Lasst das Häs im Schrank
Die Konsequenz aus dem Brief der Stadtverwaltung an die Zünfte geht noch weiter. Sowohl Froschenpräsidentin Wrzeszcz als auch Narrizella-Präsident Schäuble geben eine eindeutige Empfehlung an ihre Mitglieder: „Lasst das Häs im Schrank hängen!“ Zu schnell käme der Verdacht auf, wenn zufällig zwei Hänsele, zwei Holzhauer und zwei Gardisten auf dem Marktplatz stehen, „das sei ein kleines Narrentreffen“, sagt Schäuble. Hut und Halstuch seien ok, glaubt Schäuble: „Das ziehe ich auch an.“ Annette Wrzeszcz wie Martin Schäuble erklären für ihre Zunft: „Wir wollen von offizieller Seite das Signal setzen, dass wir uns unserer gesellschaftlichen Verantwortung bewusst sind.“ Das Ziel sei, im nächsten Jahr wieder „richtig Fasnacht“ zu feiern.
Das Schreiben der Stadt hat bei den Narren nicht nur Verständnis ausgelöst. „Es kam reichlich spät, erst eine Woche bevor die Fasnacht richtig los geht“, sagt Martin Schäuble. Annette Wrzeszcz nimmt zur Kenntnis, dass die Stadt davon ausgehe, „dass wir das Schreiben an die Mitglieder weitergeben“. Gestört hat beide das Verbot, die Stadt im öffentlichen Raum zu schmücken. „Wahlplakate hängen ja auch“, sagt Schäuble.
Die Narren ziehen sich zurück in den privaten Raum.

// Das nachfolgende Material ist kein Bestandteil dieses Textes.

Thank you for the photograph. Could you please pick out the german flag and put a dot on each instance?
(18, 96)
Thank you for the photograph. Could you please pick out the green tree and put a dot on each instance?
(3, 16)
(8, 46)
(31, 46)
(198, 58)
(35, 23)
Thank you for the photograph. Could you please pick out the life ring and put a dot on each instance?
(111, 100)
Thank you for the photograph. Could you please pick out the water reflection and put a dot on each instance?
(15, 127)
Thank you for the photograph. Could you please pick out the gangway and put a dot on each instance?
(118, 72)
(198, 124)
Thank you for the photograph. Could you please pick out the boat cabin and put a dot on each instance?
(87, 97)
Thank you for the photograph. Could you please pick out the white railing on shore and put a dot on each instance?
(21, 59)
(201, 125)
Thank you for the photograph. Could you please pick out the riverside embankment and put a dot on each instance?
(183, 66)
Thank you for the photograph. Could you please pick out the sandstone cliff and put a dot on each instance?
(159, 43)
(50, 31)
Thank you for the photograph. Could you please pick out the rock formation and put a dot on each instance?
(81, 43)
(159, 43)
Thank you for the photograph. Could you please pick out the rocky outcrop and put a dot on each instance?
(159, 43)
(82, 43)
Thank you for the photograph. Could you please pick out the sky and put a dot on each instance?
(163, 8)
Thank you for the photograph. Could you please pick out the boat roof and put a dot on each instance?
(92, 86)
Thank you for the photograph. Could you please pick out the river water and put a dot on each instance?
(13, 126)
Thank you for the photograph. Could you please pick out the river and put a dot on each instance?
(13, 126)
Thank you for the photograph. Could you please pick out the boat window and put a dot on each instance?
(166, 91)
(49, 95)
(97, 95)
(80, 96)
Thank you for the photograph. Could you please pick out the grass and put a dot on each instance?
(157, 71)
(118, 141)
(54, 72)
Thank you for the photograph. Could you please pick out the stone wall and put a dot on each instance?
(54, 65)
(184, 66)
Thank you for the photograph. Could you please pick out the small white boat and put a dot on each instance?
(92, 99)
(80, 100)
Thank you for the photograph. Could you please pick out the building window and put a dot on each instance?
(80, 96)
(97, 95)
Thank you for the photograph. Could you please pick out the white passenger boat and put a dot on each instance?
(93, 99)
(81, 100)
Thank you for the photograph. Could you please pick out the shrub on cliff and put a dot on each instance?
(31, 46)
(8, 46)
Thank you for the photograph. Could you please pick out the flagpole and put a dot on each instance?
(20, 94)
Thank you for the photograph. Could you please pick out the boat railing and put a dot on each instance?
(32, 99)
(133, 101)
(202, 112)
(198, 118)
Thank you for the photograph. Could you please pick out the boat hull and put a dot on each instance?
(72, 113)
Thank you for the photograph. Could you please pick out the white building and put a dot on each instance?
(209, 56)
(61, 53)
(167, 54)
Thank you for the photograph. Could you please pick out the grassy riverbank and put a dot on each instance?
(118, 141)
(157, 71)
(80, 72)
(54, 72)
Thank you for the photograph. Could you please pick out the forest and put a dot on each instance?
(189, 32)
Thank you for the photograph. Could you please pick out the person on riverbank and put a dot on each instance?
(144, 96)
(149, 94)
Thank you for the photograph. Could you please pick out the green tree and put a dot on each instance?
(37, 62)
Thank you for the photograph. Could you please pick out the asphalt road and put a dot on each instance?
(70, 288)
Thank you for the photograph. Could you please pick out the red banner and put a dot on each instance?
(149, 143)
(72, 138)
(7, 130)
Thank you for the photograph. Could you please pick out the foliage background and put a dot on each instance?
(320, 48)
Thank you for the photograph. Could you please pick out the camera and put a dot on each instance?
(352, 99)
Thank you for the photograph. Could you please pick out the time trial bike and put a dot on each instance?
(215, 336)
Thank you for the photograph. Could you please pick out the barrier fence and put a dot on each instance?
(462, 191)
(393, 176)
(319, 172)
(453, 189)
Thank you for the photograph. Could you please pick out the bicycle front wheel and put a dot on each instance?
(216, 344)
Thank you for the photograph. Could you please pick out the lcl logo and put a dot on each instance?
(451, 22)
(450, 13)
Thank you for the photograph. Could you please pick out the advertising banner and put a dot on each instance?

Online im Internet haben sie auf ihren Kanälen einiges geplant. Fürs richtige Leben hat die Froschenzunft den Kindergärten eine Zunftfahne übergeben, St. Hedwig bekommt sogar Leih-Häser für die interne Fasnacht, die Narrizella hat für die Schulen ein Care-Paket gerichtet.
Bürgermeisterin Monika Laule empfiehlt Zurückhaltung
Den Brief an die Radolfzeller Narrenzünfte hat die zuständige Bürgermeisterin Monika Laule als Leiterin des städtischen Corona-Krisenstabs verfasst. Wir haben sie zum Thema befragt:
Frau Laule, warum darf keine närrische Dekoration im öffentlichen Raum angebracht werden, wo verstößt das gegen Corona-Regeln oder wo birgt eine Dekoration eine Infektionsgefahr?
Die Erfahrung zeigt, dass Fasnachtsdekoration im öffentlichen Raum auch zu Ansammlungen und zum Feiern animiert. In diesem Jahr ist jedoch Zurückhaltung gefragt. Die Dekoration von Privathäusern und -gärten oder in Wohnungen ist selbstredend erlaubt.
Wird schon ein maskiertes Hänsele auf der Straße als verbotener Umzug gesehen?
Das Tragen eines Narrenhäses ist nicht untersagt. Es gilt im öffentlichen Raum jedoch die Kontaktbeschränkung auf einen Haushalt zuzüglich maximal einer Person. Eine Interaktion verschiedener kontaktbeschränkter Gruppen zu einem verbindenden Zweck (Fasnet feiern) ist allerdings unzulässig.
Sie schreiben, dass das Fehlverhalten auch nur weniger Mitglieder einer Zunft das Ansehen des ganzen Vereins schädigen könne – wollen Sie etwa die Narrizella oder die Froschen in Vereinshaft für ein regelkonformes Verhalten aller Mitglieder nehmen?
Natürlich nicht. Es ist aber schlicht so, dass das Tragen eines Häses einer Zunftfigur in der Wahrnehmung der Öffentlichkeit auf die Zünfte zurückführt. Es handelt sich um einen bloßen Denkanstoß und genau so ist es auch formuliert, verbunden mit der Bitte, die Vereinsmitglieder zu sensibilisieren.
Wenn es schon keine Fasnacht geben darf, warum haben die Rathaus-Mitarbeiter dann am Schmotzigen Dunschtig 2021 frei?
Diese Frage wurde stadtintern kontrovers diskutiert. Da die Mitarbeitenden der Stadtverwaltung jedoch die Möglichkeit haben sollen, im Rahmen der Kontaktbeschränkung und Ausgangssperren „Fasnet dehom“ zu begehen, wurde an der internen Dienstvereinbarung der Dienstbefreiung am Schmotzigen Dunschtig festgehalten.